Ex-secretário de transportes do DF, acusado de cobrar propina de cooperativa, é absolvido em segunda instância

Alberto Fraga. Motorista também foi inocentado

Aberto Fraga tinha sido condenado em primeira instância. O relator do caso usou o princípio do in dubio pro reo, que significa dizer que, no caso de dúvidas, o réu deve ser favorecido.

ADAMO BAZANI

A 2ª Turma Criminal do TJDFT – Tribunal de Justiça do Distrito Federal e Territórios, em sessão realizada nesta quinta-feira, 12 de março de 2020, de forma unânime, absolveu por falta de provas o ex-deputado federal e ex-secretário de Transportes, Alberto Fraga (Democratas-DF), do crime de concussão (funcionário público que exige vantagem indevida em razão do cargo), na assinatura de contratos de adesão entre o Distrito Federal e a Cooperativa de Transporte Público do Distrito Federal – COOPETRAN, quando estava na pasta de mobilidade, na gestão do ex-governador José Roberto Arruda.

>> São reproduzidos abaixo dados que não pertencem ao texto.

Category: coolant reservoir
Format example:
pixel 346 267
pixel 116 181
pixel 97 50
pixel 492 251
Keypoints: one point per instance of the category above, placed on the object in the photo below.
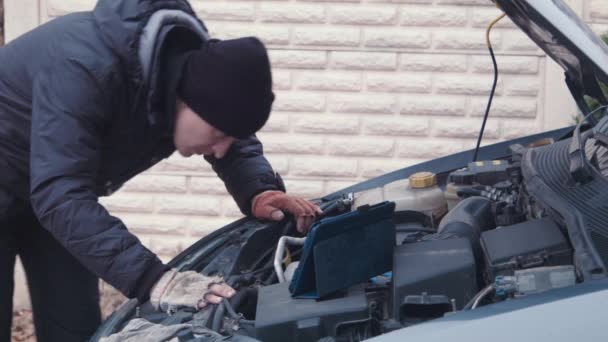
pixel 418 193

Como havia mostrado o Diário do Transporte em 25 de setembro de 2018, Fraga tinha sido condenado a quatro anos, dois meses e 20 dias de prisão em regime semiaberto em primeira instância. A sentença contemplava ainda o pagamento de 14 dias-multa.

O Ministério Público do Distrito Federal e Territórios (MPDFT) ofereceu denúncia na qual afirmava que Alberto Fraga teria exigido a quantia de R$ 350 mil para assinar contratos de adesão entre o Distrito Federal e a Cooperativa de Transporte Público do Distrito Federal – COOPETRAN. O fato teria ocorrido em 2008.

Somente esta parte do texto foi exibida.